# 网络安全代写 | OMSCS 7280: Network Science

Learning Objectives

OMSCS 7280: Network Science Assignment-5

The objective of this assignment is to learn about network models and statistical analysis of network data, covered in Lesson 12 and 13.

Please submit your Jupyter Notebook Assignment5-YOURLASTNAME.ipynb Part I. Modeling the NCAA College Football 2000 Network

For the first part of this assignment, you will be working with a network that represents American football games between Division IA colleges during the regular season Fall 2000. This network contains 115 nodes and 613 edges.

1.1 Structural Properties of the Graph

Here you will be asked to show some of the structural properties of the empirical network.

• Load the graph using NetworkX and print the number of nodes and edges to verify that network is loaded correctly.
• Calculate the degree sequence (list of degree of each node) for the network. Plot the degree distribution using histogram.
• Use the Louvain algorithm (as mentioned in Lesson 7) to calculate the best partition. You can use a Python implementation from Louvain Community Detection. Calculate the inter- community connection density using the communities found above. Plot the inter-community connection density as heatmap.
• Calculate the network diameter, characteristic path length (CPL), average clustering coefficient, transitivity, and assortativity.
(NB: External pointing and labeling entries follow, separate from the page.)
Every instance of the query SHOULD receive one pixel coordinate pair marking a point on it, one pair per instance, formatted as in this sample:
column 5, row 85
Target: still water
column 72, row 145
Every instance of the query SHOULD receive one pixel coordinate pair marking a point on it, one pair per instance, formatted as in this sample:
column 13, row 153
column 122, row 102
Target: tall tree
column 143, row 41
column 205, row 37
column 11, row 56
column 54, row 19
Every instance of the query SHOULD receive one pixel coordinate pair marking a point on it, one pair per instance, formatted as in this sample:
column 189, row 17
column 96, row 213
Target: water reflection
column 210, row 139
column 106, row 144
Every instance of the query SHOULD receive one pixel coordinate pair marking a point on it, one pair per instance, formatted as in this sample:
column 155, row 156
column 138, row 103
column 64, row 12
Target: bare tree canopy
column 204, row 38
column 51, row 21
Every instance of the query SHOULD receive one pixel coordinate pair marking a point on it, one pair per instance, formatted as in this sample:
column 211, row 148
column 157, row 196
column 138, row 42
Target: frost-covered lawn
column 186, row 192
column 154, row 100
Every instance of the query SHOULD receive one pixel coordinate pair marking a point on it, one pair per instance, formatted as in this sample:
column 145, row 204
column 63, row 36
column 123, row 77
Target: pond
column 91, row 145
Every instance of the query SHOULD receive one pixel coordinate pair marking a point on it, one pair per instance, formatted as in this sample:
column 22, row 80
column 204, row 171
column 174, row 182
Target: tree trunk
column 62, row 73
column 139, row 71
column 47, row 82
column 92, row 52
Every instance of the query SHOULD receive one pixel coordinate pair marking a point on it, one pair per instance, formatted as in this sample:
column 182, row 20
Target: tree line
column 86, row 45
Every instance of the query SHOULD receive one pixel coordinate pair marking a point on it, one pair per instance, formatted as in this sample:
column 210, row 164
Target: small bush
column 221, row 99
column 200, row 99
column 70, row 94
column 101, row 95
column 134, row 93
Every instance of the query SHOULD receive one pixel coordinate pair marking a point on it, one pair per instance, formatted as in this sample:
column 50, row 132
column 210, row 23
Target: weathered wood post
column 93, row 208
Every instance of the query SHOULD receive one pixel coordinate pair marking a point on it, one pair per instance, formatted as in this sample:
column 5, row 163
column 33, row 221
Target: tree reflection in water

Print these values.

1.2 Configuration Model Graph

Here you will be working with the Configuration Model graph generator in NetworkX. The main parameter in the configuration model is the degree sequence which you have already calculated for the empirical network above.

• Generate 100 graphs using the Configuration Model graph generator in NetworkX.
• Calculate the following properties for each of these 100 graphs: network diameter, CPL, average

clustering coefficient, transitivity and assortativity. Report the distribution of each property among 100 graphs using appropriate plots (histogram or boxplot would be fine).

1.3 Stochastic Block Model Graphs

Here you will be working with the Stochastic Block Model generator in NetworkX. This model has two main parameters, which are a list of community sizes, and a matrix that represents the inter-community connection density. You have already calculated both for the empirical network in Part 1.1.

• Generate 100 graphs using the Configuration Model graph generator in NetworkX.
• Calculate the following properties for each of these 100 graphs: network diameter, CPL, average

clustering coefficient, transitivity and assortativity. Report the distribution of each property among 100 graphs using appropriate plots.

1.4 Hierarchical Random Graphs

Here you will be working with the Hierarchical Random Graphs. We have composed a dendrogram fitted on the empirical network, as in “football-hrg.gml”, using PyHRG. In brief, the dendrogram is formulated as a directed graph. Each leaf node (node with no out-going edges) in the dendrogram represents a node in the empirical network. Each non-leaf node stores the information about its left/right child (“L” / “R”) and the probability of leaf nodes in the left tree connecting to the leaf nodes in the right tree (“p”), as node attributes.

• Generate 100 graphs from the dendrogram. Remember that you can infer the probabilities that each pair of leaf nodes will be connected from the dendrogram. To build a graph from the probabilities, you can generate a random number between 0 and 1 for each pair of nodes, and add an edge between them if the random number is smaller than the corresponding probability.
• Calculate the following properties for each of these 100 graphs: network diameter, CPL, average clustering coefficient, transitivity and assortativity. Report the distribution of each property among 100 graphs using appropriate plots.

1.5 Best Fit

Using a one-sample t-test, we can examine if various features of the empirical network are well- represented in the networks generated by the models used in Part 1.2, 1.3, and 1.4.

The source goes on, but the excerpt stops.